It may be strange for those of us who lived through the decade to think about, but cars from the 1990s now qualify as classics. With that in mind, the upcoming auction of the very first production example of one of the defining cars of the decade, the Dodge Viper, is one that collectors will want to pay attention to.
The first Viper, which was owned by the late legendary car executive Lee Iacocca, is set to hit the block as part of Bonham’s 2020 Scottsdale sales event this week. With a chassis number of 001, the 1992 RT/10 roadster is the stuff of middle schoolers’ dreams and easily the most desirable version of the American sports car.

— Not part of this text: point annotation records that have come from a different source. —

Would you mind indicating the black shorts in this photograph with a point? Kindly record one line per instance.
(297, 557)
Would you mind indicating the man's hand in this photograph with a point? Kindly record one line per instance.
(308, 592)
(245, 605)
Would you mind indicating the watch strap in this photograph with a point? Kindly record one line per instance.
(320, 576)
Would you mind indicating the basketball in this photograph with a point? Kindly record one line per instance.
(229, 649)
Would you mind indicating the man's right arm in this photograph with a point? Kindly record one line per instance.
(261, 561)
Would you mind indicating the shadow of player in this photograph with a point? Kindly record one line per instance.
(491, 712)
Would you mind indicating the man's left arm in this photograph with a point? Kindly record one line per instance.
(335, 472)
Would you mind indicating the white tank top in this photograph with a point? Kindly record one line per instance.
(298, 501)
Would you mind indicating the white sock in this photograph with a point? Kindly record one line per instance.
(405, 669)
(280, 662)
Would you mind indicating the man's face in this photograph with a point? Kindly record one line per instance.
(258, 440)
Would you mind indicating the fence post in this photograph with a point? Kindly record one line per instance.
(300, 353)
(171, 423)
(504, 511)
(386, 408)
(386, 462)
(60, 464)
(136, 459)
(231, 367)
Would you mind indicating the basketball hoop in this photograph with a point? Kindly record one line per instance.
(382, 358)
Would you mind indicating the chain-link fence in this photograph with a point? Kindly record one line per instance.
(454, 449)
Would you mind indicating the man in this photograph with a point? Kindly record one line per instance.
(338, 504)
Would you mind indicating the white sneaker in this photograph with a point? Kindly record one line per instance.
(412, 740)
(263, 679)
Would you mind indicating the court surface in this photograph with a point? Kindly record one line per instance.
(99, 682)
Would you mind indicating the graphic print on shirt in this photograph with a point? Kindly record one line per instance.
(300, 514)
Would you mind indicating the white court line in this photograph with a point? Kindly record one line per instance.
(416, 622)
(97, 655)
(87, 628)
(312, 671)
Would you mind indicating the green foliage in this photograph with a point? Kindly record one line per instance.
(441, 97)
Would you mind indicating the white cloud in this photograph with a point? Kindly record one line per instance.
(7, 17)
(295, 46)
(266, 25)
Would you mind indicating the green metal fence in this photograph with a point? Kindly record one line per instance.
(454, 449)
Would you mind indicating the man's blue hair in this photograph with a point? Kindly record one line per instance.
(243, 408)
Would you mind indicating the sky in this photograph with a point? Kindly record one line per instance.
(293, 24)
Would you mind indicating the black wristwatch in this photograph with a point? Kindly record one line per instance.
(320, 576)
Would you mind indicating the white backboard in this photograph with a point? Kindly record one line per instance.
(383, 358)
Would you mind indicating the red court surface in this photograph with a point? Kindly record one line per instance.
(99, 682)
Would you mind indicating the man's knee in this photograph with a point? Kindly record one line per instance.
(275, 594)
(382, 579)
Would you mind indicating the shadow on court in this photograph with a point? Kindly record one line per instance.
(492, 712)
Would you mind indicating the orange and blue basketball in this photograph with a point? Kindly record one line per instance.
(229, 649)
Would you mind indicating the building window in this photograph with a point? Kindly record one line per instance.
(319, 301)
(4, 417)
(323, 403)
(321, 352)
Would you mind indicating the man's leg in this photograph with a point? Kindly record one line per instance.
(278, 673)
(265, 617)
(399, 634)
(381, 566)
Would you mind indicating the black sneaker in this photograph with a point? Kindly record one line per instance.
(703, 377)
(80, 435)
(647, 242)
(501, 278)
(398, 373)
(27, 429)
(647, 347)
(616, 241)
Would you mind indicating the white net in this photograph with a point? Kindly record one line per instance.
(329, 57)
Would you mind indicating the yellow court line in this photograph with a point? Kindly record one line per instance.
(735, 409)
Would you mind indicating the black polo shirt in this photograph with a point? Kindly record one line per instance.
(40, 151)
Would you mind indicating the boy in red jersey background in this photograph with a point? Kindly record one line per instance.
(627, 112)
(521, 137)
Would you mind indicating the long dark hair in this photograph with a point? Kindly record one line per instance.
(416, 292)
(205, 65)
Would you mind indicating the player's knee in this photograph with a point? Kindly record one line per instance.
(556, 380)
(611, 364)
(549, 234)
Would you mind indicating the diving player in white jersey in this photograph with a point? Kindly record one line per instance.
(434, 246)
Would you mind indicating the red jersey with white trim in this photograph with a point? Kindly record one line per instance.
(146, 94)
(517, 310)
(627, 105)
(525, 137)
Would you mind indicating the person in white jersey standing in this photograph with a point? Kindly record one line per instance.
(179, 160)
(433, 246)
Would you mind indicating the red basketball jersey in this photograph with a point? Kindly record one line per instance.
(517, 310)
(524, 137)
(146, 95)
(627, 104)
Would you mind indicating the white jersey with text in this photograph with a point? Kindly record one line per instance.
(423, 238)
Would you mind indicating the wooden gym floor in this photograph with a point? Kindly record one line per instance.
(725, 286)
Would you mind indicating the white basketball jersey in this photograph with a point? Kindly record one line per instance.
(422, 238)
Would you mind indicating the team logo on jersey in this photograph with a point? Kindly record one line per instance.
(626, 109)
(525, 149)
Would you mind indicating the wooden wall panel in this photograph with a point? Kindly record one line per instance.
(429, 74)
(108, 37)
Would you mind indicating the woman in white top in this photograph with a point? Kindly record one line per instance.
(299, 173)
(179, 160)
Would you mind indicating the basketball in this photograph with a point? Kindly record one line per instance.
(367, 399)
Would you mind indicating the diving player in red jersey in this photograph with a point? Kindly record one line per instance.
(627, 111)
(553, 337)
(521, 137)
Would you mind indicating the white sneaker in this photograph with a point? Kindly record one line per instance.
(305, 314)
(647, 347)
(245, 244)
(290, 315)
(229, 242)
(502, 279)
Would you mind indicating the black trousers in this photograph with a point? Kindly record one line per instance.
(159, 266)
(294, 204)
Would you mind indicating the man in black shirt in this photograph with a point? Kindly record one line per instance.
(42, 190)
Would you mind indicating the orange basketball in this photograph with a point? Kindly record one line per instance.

Iacocca, who’s best known for spearheading the development of the Ford Mustang, was running Chrysler during the ‘80s when he greenlit the Viper—with a little encouragement from his old pal Carol Shelby—as part of his efforts to revitalize the automaker. And just as he promised at the car’s introduction in 1990, the executive took the first Viper to roll off the production line as his own a year later. Iacocca would retain the car until his death last July, totaling just 6220 miles on the red roadster during his time with it.
In addition to its low mileage, Iacocca’s Viper was regularly serviced at a Chrysler dealership outside Palm Springs, and because of that, the vehicle is in excellent condition inside and out, according to Bonhams. While its aggressive serpentine-like styling is what the car is most known for, the RT/10 was a true performance monster. The rear-wheel-drive roadster features a hulking 488-cubic-inch V-10 paired with a six-speed manual transmission that is capable of churning out 400 horsepower at 4600 rpm. Other features include four-wheel independent suspension and four-wheel disc brakes.
Iacocca’s Viper is scheduled to go up for auction on Thursday morning, January 16, at the Westin Kierland Resort & Spa. Sold without reserve, Bonhams expects the car to sell for $100,000 to $125,000. Considering that it’s the first production Viper built and that it belonged to the man who helped originate it, that price sounds like a bargain.